Documentation
Build
Configuration
Voice Configuration

Voice & Language Configuration

Voice Configuration controls how your assistant sounds and how it listens during a live call. These settings directly affect the caller experience a misconfigured voice feels robotic, and wrong sensitivity causes the assistant to cut callers off mid-sentence.

voice-configuration

Language

Set the primary language the assistant speaks and listens in. This determines which voice models are available for selection and how the speech recognition engine interprets the caller's input.

Set the assistant's primary operating language here. This determines:

  • Which voice models are available for selection in Voice Configuration
  • How the speech recognition engine interprets and transcribes the caller's input
  • Which system phrases and fallback messages are used

Voice

Your assistant's voice is powered by a selected model from a provider. In the example above, the assistant uses Apollo from Deepgram. Each provider has a distinct character:

ProviderCharacter
DeepgramOptimized for low-latency telephony fast, clear, and reliable on real phone calls
ElevenLabsMore expressive and human-sounding, best for brand experiences where richness matters
SarvamDesigned for Indian languages and multilingual support natural, clear, and localized voice output

Two actions are available directly on the voice card:

ActionDescription
ListenPlays a preview of the selected voice so you can hear exactly how it sounds before saving
EditOpens voice selection to browse and switch to a different voice model or provider

Always click Listen before saving. The same script sounds completely different across providers and voice models what reads well on paper may not sound right out loud.


Patience Level

Patience Level controls how long the assistant waits after the caller goes silent whether they finished speaking, are still thinking, or didn't respond at all before it re-prompts them.

LevelBest For
LowFast-paced sales or support flows where hesitation is uncommon
MediumGeneral use balanced for most audiences (recommended default)
HighElderly callers, complex topics, non-native speakers, or anyone who needs more time to gather their thoughts
⚠️

Setting patience too low causes the assistant to re-prompt callers who are still thinking, which feels rude and abrupt.

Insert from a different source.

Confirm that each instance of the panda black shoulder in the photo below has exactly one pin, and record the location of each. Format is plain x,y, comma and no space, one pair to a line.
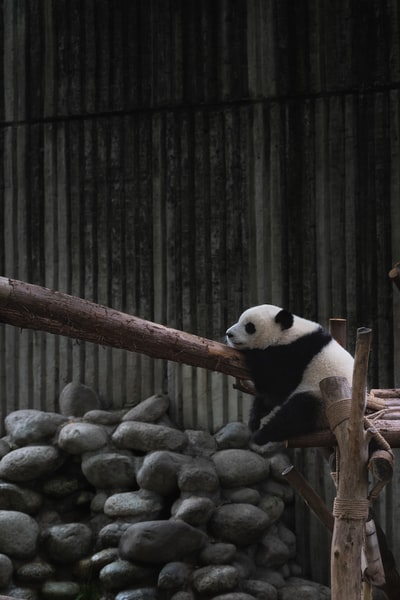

Setting it too high creates awkward dead air on calls with fast, confident speakers. Start with Medium and adjust based on real call recordings.


Advanced Settings

Click Advanced Settings to expand three slider controls that fine-tune the expressive quality of the assistant's voice. These settings are specific to the voice model and provider selected.

Stability 0.5 (default)

Controls how consistent and predictable the assistant's voice sounds across sentences.

ValueEffect
Low (toward 0.0)More expressive and varied delivery the voice has more natural inflection but can sound inconsistent across long calls
High (toward 1.0)More stable and uniform delivery reliable and predictable, but can feel flat or monotone

A value of 0.5 balances natural variation with consistency, which works well for most call types.

Style Exaggeration 0.0 (default)

Amplifies the stylistic characteristics of the selected voice its energy, personality, and expressiveness.

ValueEffect
0.0The voice performs neutrally, closest to how it sounds in preview
Higher valuesThe voice becomes more dramatic and energetic useful for high-energy sales or engagement calls, but can sound unnatural if pushed too far

Keep Style Exaggeration at 0.0 for professional or formal call types such as customer support, feedback collection, or appointment reminders. Increase it slightly only for outbound campaigns where energy and enthusiasm are intentional.

Similarity 0.80 (default)

Controls how closely the assistant's generated speech adheres to the original trained voice model.

ValueEffect
Low (toward 0.0)The voice drifts further from the original model can introduce artifacts or inconsistency
High (toward 1.0)The voice stays very close to the original trained model cleaner and more consistent output

A value of 0.80 is recommended for most use cases. Only reduce this if you intentionally want more variation from the base voice.

⚠️

Stability, Style Exaggeration, and Similarity interact with each other. A high Style Exaggeration combined with a low Stability can produce unpredictable and inconsistent audio quality. Change one slider at a time and use Listen to preview the result before saving.